21. A capability information reporting device, characterized in that, The device includes: A transmitting module is used to report capability information, which indicates the capability to perform joint channel estimation for downlink channels in the NTN. A receiving module is used to receive a configuration duration sent by a network device, or a determining module is used to determine the minimum value between a first duration and a second duration as the configuration duration; wherein the configuration duration is used to indicate the duration for the device to perform joint channel estimation on the downlink channel, the first duration is the duration for which the device supports joint channel estimation on the downlink channel, and the second duration is the duration occupied by the downlink channel for a preset number of repeated transmissions; The determining module is used in a TDD system to determine, based on the TDD configuration and the configuration duration, a time window for the device to perform joint channel estimation on the downlink channel, or to determine, based on the TDD configuration, a time window for the device to perform joint channel estimation on the downlink channel, wherein the TDD configuration includes the correspondence between different time units and the transmitted channels; the estimating module is used in an FDD system to perform joint channel estimation on the downlink channel within the configuration duration, starting from the moment the device first receives the repeatedly transmitted downlink channel.
22. A capability information reporting device, characterized in that, The device includes: The receiving module is used to receive capability information reported by the terminal, wherein the capability information is used to indicate the capability to perform joint channel estimation for the downlink channels in the NTN; A sending module is configured to send a configuration duration to the terminal; wherein the configuration duration is used to indicate the duration for the terminal to perform joint channel estimation on the downlink channel; In a TDD system, the TDD configuration and the configuration duration are used to determine the time window for the terminal to perform joint channel estimation on the downlink channel, or the TDD configuration is used to determine the time window for the terminal to perform joint channel estimation on the downlink channel, and the TDD configuration includes the correspondence between different time units and the transmitted channel; in an FDD system, the configuration duration is used to perform joint channel estimation on the downlink channel starting from the moment when the terminal first receives the repeatedly transmitted downlink channel.
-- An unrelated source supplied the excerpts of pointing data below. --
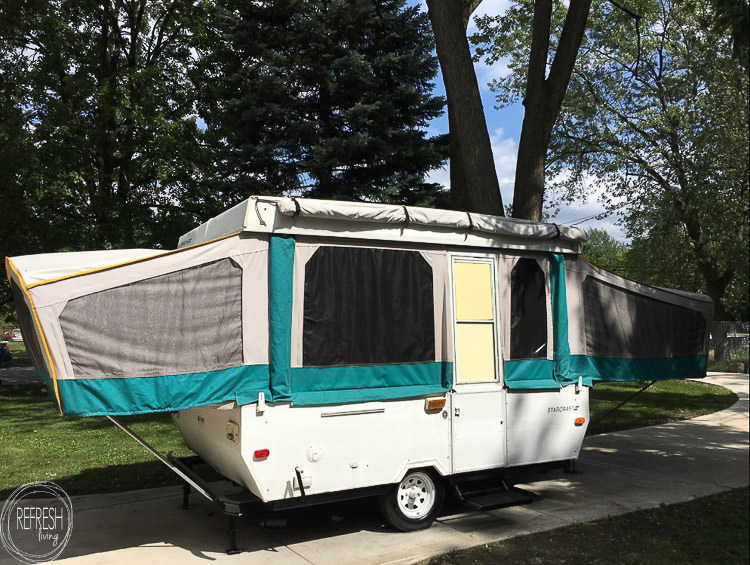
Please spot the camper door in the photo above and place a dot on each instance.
(477, 398)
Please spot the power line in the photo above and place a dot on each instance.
(597, 216)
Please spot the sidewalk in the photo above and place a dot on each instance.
(618, 473)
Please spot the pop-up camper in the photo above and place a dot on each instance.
(313, 350)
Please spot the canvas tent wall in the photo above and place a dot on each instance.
(312, 302)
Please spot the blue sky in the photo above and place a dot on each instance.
(504, 126)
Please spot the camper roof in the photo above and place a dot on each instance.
(387, 222)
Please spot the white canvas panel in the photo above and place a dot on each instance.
(35, 269)
(406, 215)
(77, 286)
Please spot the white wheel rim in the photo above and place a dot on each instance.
(416, 495)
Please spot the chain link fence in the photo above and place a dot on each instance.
(730, 344)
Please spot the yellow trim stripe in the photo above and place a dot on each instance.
(131, 262)
(39, 328)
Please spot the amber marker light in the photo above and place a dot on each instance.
(434, 403)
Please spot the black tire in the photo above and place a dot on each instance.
(414, 503)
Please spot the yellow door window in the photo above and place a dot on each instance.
(475, 321)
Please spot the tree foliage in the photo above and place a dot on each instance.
(324, 98)
(98, 102)
(604, 250)
(474, 184)
(656, 114)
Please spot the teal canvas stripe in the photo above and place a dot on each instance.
(139, 395)
(530, 373)
(538, 373)
(49, 386)
(280, 287)
(560, 345)
(620, 369)
(369, 377)
(322, 397)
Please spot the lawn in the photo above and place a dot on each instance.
(663, 402)
(85, 455)
(82, 455)
(708, 530)
(20, 357)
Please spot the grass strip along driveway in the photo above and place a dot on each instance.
(709, 530)
(89, 455)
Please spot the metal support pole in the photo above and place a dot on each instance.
(161, 458)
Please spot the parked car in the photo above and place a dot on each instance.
(5, 353)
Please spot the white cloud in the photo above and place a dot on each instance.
(504, 152)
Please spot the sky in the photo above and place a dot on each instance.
(504, 126)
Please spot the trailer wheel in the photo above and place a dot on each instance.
(414, 503)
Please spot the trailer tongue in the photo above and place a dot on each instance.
(313, 351)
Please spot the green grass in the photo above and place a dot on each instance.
(708, 530)
(82, 455)
(20, 357)
(85, 455)
(663, 402)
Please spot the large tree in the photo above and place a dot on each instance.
(657, 116)
(325, 98)
(100, 101)
(551, 34)
(473, 178)
(99, 142)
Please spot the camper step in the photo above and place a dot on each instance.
(501, 499)
(491, 498)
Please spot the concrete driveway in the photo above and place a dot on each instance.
(618, 473)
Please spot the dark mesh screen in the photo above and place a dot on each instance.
(367, 306)
(528, 310)
(621, 323)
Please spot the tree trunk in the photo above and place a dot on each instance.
(543, 101)
(474, 185)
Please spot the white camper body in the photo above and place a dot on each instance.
(311, 349)
(480, 425)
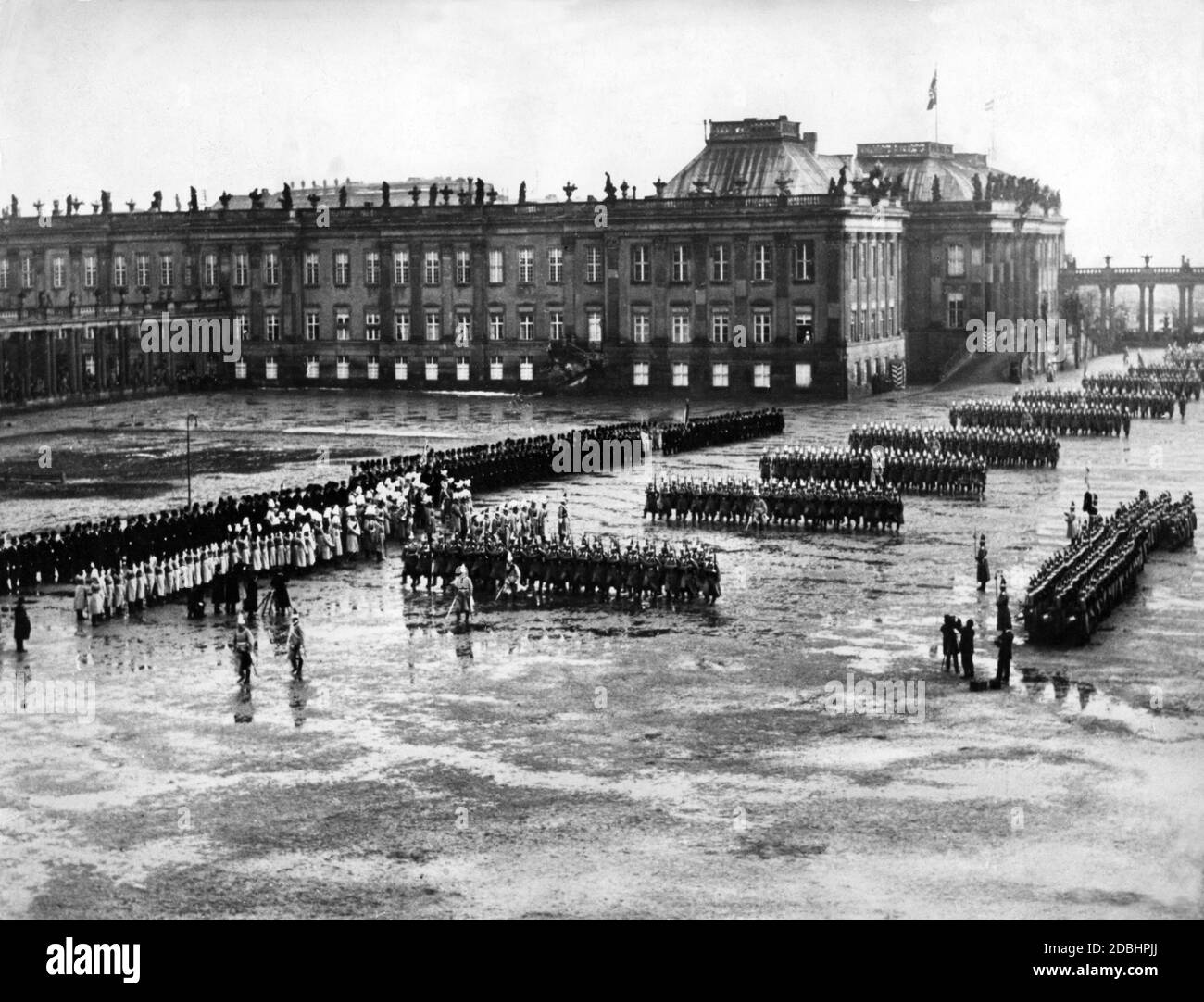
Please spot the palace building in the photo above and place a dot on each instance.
(761, 267)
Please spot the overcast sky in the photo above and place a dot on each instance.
(1098, 97)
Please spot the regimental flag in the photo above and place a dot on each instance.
(878, 461)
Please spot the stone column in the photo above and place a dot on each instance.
(73, 354)
(27, 364)
(52, 376)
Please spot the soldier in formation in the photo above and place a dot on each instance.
(1080, 584)
(909, 471)
(992, 445)
(1060, 418)
(810, 505)
(590, 566)
(1148, 403)
(217, 549)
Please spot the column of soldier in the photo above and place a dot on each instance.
(1148, 403)
(1060, 420)
(743, 504)
(1140, 383)
(904, 470)
(220, 548)
(1079, 585)
(510, 547)
(995, 447)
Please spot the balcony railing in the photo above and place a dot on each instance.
(32, 316)
(304, 216)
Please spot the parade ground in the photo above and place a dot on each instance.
(579, 758)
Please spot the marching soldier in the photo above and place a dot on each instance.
(980, 559)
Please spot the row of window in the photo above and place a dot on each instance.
(679, 372)
(400, 368)
(872, 324)
(719, 269)
(433, 325)
(681, 325)
(955, 257)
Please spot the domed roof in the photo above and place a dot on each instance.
(749, 158)
(920, 163)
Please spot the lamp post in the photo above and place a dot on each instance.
(188, 452)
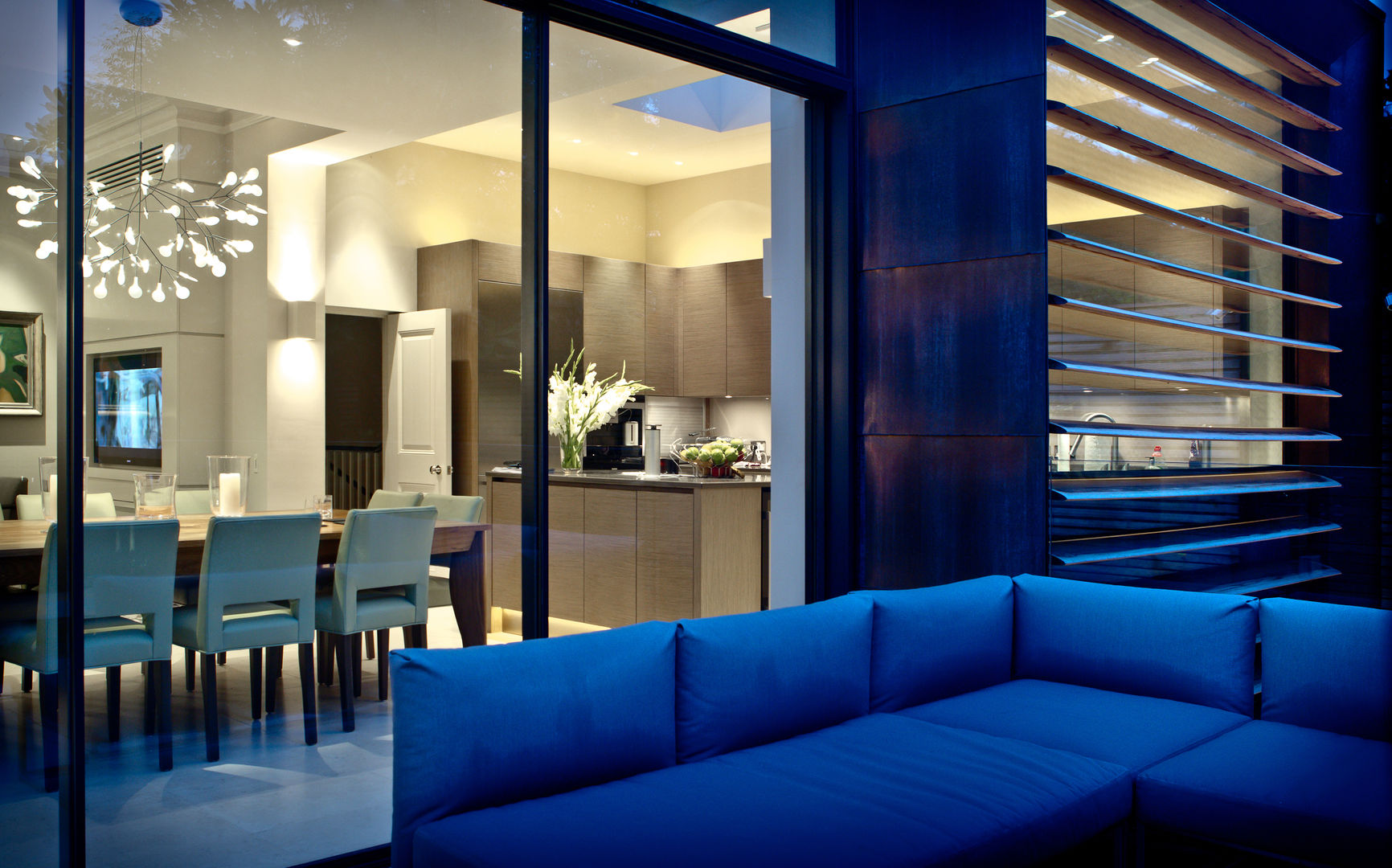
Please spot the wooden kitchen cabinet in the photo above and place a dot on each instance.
(747, 329)
(610, 555)
(665, 555)
(616, 305)
(660, 329)
(702, 321)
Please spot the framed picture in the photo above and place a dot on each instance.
(21, 363)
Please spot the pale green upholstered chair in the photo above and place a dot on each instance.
(393, 500)
(192, 501)
(129, 571)
(382, 580)
(30, 506)
(255, 590)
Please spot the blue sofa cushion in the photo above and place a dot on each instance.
(876, 790)
(490, 725)
(1171, 645)
(1283, 789)
(1329, 666)
(756, 678)
(1129, 731)
(940, 641)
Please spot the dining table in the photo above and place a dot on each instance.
(21, 554)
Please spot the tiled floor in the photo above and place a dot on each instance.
(270, 800)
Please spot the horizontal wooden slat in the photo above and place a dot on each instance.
(1169, 268)
(1136, 316)
(1132, 144)
(1091, 550)
(1148, 36)
(1224, 433)
(1158, 485)
(1072, 57)
(1107, 194)
(1251, 42)
(1226, 383)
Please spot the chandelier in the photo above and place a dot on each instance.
(137, 224)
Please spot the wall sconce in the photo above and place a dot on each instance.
(302, 320)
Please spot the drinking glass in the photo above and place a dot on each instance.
(155, 496)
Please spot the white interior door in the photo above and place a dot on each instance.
(416, 350)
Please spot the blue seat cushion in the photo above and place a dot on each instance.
(1300, 793)
(939, 641)
(876, 790)
(752, 679)
(1129, 731)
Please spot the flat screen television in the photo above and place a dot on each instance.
(129, 409)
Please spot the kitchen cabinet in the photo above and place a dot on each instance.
(616, 306)
(660, 329)
(747, 329)
(702, 321)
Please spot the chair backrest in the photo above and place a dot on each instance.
(192, 501)
(28, 506)
(383, 548)
(129, 569)
(258, 559)
(100, 506)
(456, 506)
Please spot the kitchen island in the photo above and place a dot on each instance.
(627, 547)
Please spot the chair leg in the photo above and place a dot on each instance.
(211, 704)
(256, 662)
(357, 665)
(383, 669)
(346, 681)
(113, 704)
(165, 686)
(49, 713)
(275, 657)
(306, 692)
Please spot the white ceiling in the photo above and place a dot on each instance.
(395, 72)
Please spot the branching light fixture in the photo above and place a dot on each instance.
(138, 224)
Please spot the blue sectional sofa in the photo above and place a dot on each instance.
(987, 723)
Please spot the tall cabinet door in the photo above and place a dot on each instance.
(703, 330)
(747, 329)
(616, 308)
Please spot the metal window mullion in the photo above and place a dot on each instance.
(70, 496)
(536, 57)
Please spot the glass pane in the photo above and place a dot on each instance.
(294, 203)
(804, 27)
(31, 394)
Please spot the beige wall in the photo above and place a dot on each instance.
(711, 219)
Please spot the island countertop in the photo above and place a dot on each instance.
(635, 479)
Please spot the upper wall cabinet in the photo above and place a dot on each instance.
(747, 329)
(703, 331)
(616, 304)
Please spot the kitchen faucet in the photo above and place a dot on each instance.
(1116, 460)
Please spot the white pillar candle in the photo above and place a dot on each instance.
(228, 493)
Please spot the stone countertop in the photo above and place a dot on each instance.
(629, 477)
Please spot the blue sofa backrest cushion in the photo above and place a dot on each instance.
(758, 678)
(939, 641)
(1327, 666)
(1169, 645)
(492, 725)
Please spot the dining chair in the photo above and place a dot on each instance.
(192, 501)
(382, 580)
(129, 571)
(30, 506)
(255, 592)
(393, 500)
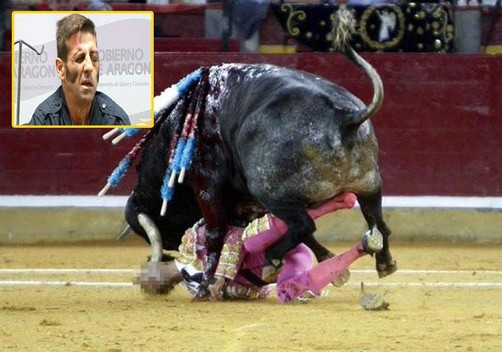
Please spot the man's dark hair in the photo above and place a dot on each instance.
(68, 26)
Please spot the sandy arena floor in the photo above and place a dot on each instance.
(443, 298)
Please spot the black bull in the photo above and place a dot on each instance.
(271, 138)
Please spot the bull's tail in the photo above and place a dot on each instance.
(344, 27)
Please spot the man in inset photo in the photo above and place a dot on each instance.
(77, 101)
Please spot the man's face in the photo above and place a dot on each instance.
(80, 72)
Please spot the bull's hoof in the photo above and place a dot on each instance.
(386, 269)
(373, 241)
(342, 279)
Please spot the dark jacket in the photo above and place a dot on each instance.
(54, 111)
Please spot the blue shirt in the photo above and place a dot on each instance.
(54, 111)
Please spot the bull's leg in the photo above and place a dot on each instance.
(300, 226)
(371, 207)
(321, 252)
(214, 211)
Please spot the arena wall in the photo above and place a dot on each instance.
(439, 129)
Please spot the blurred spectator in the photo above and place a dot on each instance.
(62, 5)
(99, 5)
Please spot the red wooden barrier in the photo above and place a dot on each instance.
(439, 128)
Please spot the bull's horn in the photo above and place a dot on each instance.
(153, 235)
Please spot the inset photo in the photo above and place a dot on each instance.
(85, 69)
23. A terminal, characterized in that, The terminal includes: processor; A transceiver connected to the processor; Memory for storing the executable instructions of the processor; The processor is configured to load and execute the executable instructions to implement the capability information reporting method as described in any one of claims 1 to 11.
24. A network device, characterized in that, The network device includes: processor; A transceiver connected to the processor; Memory for storing the executable instructions of the processor; The processor is configured to load and execute the executable instructions to implement the capability information reporting method as described in any one of claims 12 to 20.
25. A computer-readable storage medium, characterized in that, The readable storage medium stores executable instructions, which are loaded and executed by a processor to implement the capability information reporting method as described in any one of claims 1 to 20.
26. A chip, characterized in that, The chip includes a programmable logic circuit or a program, and the chip is used to implement the capability information reporting method as described in any one of claims 1 to 20.